APAP overdose and toxicity causes the corresponding destruction of hepatocytes and thus resulting in the elevation of serum enzymes [37]. Therefore, measuring the levels of serum hepatic markers such as ALT, AST, ALP, total bilirubin and total cholesterol is vital for the identification of liver damage [38,39]. Bilirubin is a conventional indicator of liver diseases [40]. In the present study, 250 mg/kg acetaminophen caused acute liver injury which was characterized by increased serum activity of AST, ALT ALP and total bilirubin which might imply severe hepatocellular damage caused by leakage of these enzymes into cytoplasmic circulation. However, co-treatment with extracts from Morinda lucida alleviated this effect and caused a reduction in levels of AST, ALT ALP, and total bilirubin, when compared with the APAP-treated group. These biochemical restorations may be due to the inhibitory effects of the plant extract on cytochrome P450 or/and promotion of APAP glucuronidation [41]. Overall, these ameliorative potentials of extracts of Morinda lucida confirms the hepatoprotective effect of the plant.

Oxidative stress is an important mechanism that has been implicated in acetaminophen toxicity. Thus, increased formation of superoxide would result in hydrogen peroxide generation and peroxidation reactions [42]. Acetaminophen-induced liver injury has also been marked by lipid oxidation. Mounting evidence from previous studies [43,44] supports what we found in the present study that acetaminophen-induced toxicity invoked elevated MDA level, depleted GSH level, and reduction in antioxidant activity of SOD, GPX, and CAT respectively. The elevated MDA in liver implies the overwhelming influence of oxidative stress generated by the APAP and likely due to the failure of antioxidant defense mechanisms [45]. Co-treatment with Morinda lucida extracts significantly restored these effects and improved the basal antioxidant status of the cell. At normal conditions, the body defense mechanism against oxidative stress, marked by endogenous antioxidant enzymes, such as GSH, SOD, and CAT prevents cell damage induced by free radicals [46,47]. Thus compounds that ameliorate oxidative stress can cause an improvement on oxidative damage to the liver. Thus, the augmented antioxidant enzymes levels in liver tissues of animals treated with Morinda lucida extracts implies and justifies the antioxidant property of the extract.

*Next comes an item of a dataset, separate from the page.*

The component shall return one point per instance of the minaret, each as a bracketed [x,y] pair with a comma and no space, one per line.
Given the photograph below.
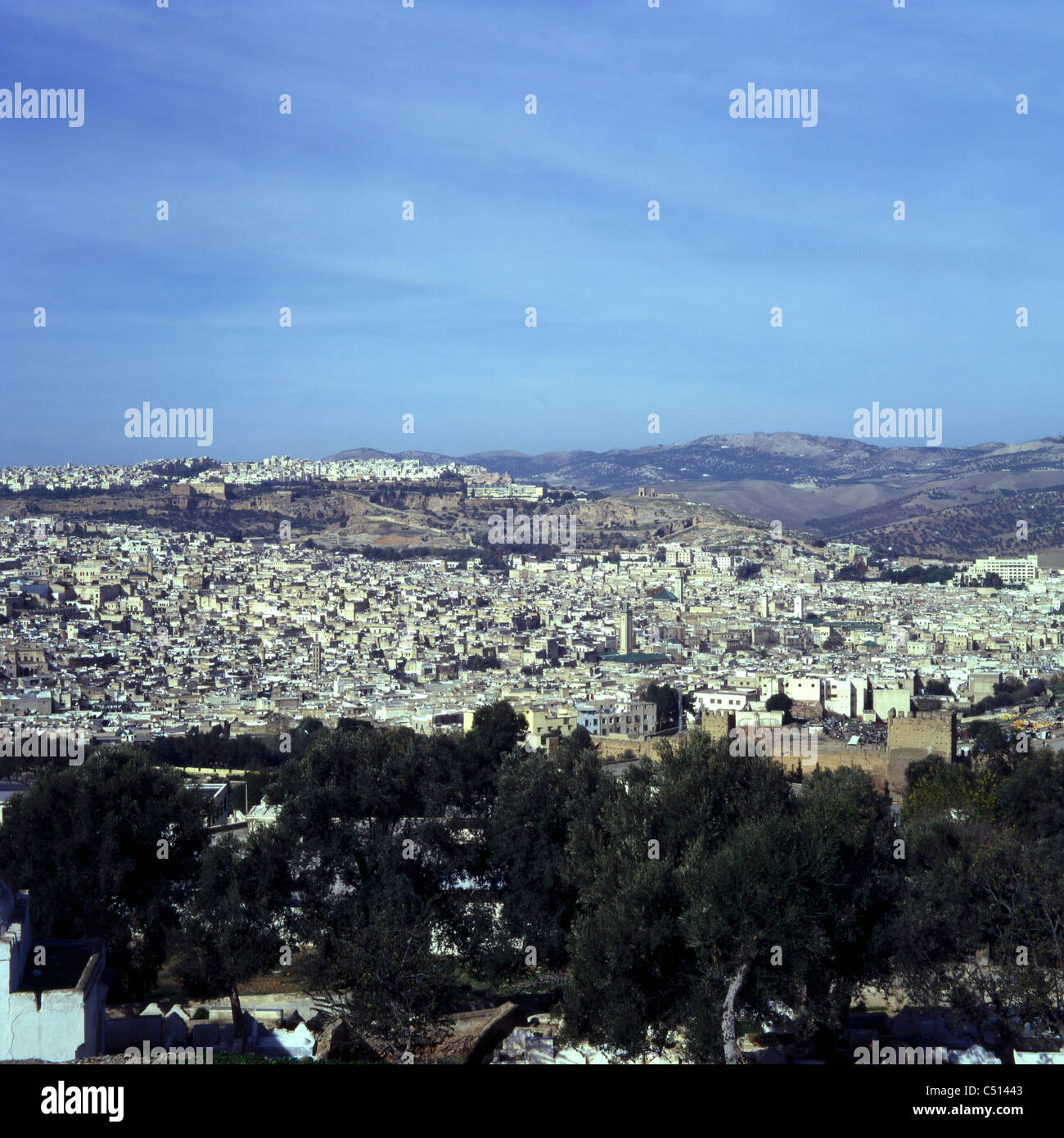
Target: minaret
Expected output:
[625,639]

Taken together, co-exposure to Morinda lucida extracts confers protection on hepatic lesions and injury induced by an overdose of APAP. Oxidative stress is believed to be the mechanism of toxicity of APAP and therefore, the hepatoprotective effect of Morinda lucida extracts may be associated with a reduction of oxidative stress and significant impact on inflammation. Therefore, further studies may be necessary to investigate and confirm the exact mechanisms of hepatoprotection.